“Technical debt” is making a programming choice based on getting something to work in the short-term, even though you know it will have problems in the long-term.
Think of technical debt as credit card debt, where you only make the minimum payment and keep charging new things on the card. Eventually, you’ll reach your credit limit and not be able to charge anything new.
In programming, this is when your program has become so unmanageable that any change break another part of the program, making it take longer and longer to make each change. This may lead to declaring “bankruptcy” with the program – writing a completely new program, instead of continuing to work on the existing program.
Technical debt is related to YAGNI and and preparing your code for problems. There needs to be a balance between short-term decisions and long-term decisions.

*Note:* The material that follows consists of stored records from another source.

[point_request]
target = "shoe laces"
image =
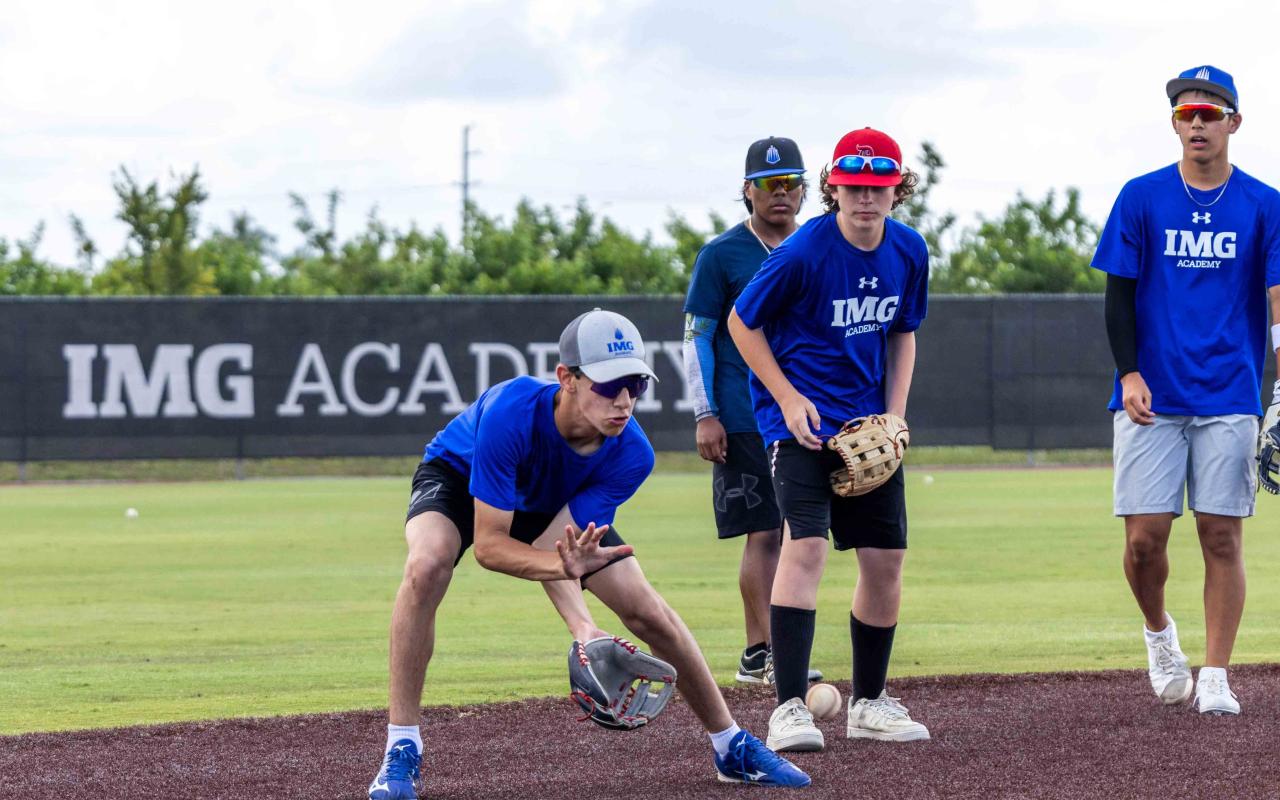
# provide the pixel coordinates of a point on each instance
(402, 764)
(750, 752)
(890, 707)
(1215, 684)
(796, 716)
(1166, 658)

Unfortunately, making the best choice for this balance is usually something that comes with experience.
When starting your programming career, if you aren’t sure whether to take a shortcut or make something more robust, check with a senior developer on your team, your manager, or the product owner. Let them know you can do a short-term fix that will take <X> amount of time/effort, but potentially cause a problem in the future. Or, you can make the long-term change that will take you <Y> amount of time/effort. Then let them decide.
I will warn you, people will decide to take the short-term choice, but expect the long-term results. Or, if/when the short-term choice becomes a problem in the future, they will suddenly forget they were the one who chose it. That’s part of human nature.
It’s also difficult to get the business people to allow you time to fix this technical debt. As far as they’re concerned, the program works, so you shouldn’t waste your time making changes to it.